Home › Forums › General Forums › Tools & Templates › The Dangers of Johnson (and Other) Transformations
Tagged: johnson transformation
This topic contains 12 replies, has 8 voices, and was last updated by Keller 2 years, 8 months ago.
Hi,
I have a quick question for those of you with ore in depth statistical understanding than I do.
When I first went through my six sigma training before I got my green belt, I was taught to NEVER use a Johnson or other transformation in order to analyze non-normal data. The instruction was to instead try to find out why my data was non-normal and see what I could do to fix it.
I have lived by this mantra now for several years, but I was challenged on it the other day in a project in which there was no desire to take extra time and samples to figure out their deliverables. It was much easier for them to just do a Johnson transformation and be done with it.
This is when I realized, that I don’t quite understand what the dangers are well enough in order to make an educated decision when or why it is safe to use a Johnson transformation.
Does anyone have a good understanding of what – exactly – the dangers are when it comes to these transformations, and why it is a good idea to avoid them?
Thanks,
Matt
@mkarlsson The advice to fix all your non-normal data was just plain stupid advice. There are a lot of things in this world that are not normally distributed. Time is frequently not normally distributed particularly when it is bounded by zero on one end (actually it is always bounded by zero – always on the same end even – but the data doesn’t always bump up against it).
It is always good to run through several iterations of graphs just to look at the data in different ways to try to understand it. I wouldn’t get wrapped around the axel just because it was not normal. I would call your instructor and let him know what crap advice he handed out (I wasn’t your instructor, was I? If I was don’t call).
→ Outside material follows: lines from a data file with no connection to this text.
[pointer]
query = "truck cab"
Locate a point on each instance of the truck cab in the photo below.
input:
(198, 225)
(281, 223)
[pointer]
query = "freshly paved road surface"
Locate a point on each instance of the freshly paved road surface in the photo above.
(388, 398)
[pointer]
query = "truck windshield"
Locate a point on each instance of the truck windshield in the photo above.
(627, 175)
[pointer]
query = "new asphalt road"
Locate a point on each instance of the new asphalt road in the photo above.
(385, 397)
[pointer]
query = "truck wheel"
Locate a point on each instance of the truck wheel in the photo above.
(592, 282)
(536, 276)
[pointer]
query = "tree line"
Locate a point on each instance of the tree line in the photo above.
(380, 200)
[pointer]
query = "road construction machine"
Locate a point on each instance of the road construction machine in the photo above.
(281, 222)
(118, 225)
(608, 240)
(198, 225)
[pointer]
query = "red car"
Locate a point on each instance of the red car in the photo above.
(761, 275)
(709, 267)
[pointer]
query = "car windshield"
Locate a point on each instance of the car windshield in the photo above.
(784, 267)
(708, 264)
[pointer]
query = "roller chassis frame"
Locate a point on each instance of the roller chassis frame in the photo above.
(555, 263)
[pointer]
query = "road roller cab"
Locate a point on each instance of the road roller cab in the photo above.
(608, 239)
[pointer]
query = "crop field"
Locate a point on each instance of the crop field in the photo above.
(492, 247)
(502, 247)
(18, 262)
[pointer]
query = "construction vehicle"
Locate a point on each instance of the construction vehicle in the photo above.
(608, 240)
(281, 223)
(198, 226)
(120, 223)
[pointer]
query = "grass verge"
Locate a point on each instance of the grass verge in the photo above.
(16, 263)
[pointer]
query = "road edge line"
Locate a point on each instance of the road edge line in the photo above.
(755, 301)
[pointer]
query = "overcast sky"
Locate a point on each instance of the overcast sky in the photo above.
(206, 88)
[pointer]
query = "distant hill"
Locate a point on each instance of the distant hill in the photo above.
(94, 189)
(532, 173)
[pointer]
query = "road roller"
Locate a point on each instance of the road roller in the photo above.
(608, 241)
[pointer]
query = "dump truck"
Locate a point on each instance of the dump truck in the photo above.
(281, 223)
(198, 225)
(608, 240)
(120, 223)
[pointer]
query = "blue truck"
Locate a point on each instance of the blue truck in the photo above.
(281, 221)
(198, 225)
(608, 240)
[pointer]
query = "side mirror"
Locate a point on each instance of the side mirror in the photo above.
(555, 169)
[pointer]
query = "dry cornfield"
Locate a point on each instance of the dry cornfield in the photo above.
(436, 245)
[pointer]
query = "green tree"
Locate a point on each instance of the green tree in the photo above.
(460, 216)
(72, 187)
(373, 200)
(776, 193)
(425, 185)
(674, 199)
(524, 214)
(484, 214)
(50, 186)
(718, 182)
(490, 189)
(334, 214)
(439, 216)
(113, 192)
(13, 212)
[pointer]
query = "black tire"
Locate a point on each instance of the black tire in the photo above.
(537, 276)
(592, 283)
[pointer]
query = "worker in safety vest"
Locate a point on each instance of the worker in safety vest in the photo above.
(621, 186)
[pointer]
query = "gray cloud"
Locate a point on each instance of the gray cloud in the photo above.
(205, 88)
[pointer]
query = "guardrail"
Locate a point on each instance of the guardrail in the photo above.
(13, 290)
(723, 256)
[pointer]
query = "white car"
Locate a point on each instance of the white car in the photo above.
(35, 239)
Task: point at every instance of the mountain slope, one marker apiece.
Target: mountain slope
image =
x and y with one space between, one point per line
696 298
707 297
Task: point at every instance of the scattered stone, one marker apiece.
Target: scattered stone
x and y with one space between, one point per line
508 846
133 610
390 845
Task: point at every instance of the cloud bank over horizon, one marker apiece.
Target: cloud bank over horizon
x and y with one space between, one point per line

The other thing I don’t understand is why you want to transform things? There are tools to analyze non-normal data. If you have Minitab there is Capability for non-normal data, Non Parametric tests, Levines test. The help menu is good in terms of telling you the assumptions. Stop screwing around making the analysis a science project. Taking the result of the analysis and doing something with it is where the fun (and your future) is. Sitting at your computer transforming stuff that doesn’t need to be transformed makes you look like a nerd.
Just my opinion.
It’s an interesting mantra, it’s boilerplate, and it is simultaneously right and wrong. There’s nothing dangerous about transforms. The only danger, and this is what your instructor was trying to make you understand, is the blind application of a transform (or any other statistical tool for that matter)without looking at the data (that is, really looking at it). In short, he/she wanted to make sure that you do first things first.
First thing – plot the data and look at it and spend some time understanding the process from whence the data came.
a. Plots should include a histogram, a boxplot, and a normal probability plot.
b. You should know how various distributions look when they are plotted in the above manner.
Second thing – if the data is non-normal how is it non-normal? Is it multimodal? Is it truncated? Does it appear to have a natural upper or lower bound? Do the tails look “too heavy”? etc.
Third thing – given the items listed above you should know what to do when confronted with any of them.
For example:
Multimodal – probably means multiple feeds of some kind therefore you are making multiple products – better find out the story between the modes before doing anything else.
Truncated – who’s cutting off the tails of the product distribution and why?
Apparent natural upper/lower bound – why – many processes have natural bounds and if you are operating too close to those bounds your distribution will always be non-normal – see Bothe – Measuring Process Capability Chapter 8 “Measuring Capability for Non-Normal Data” for lots of examples.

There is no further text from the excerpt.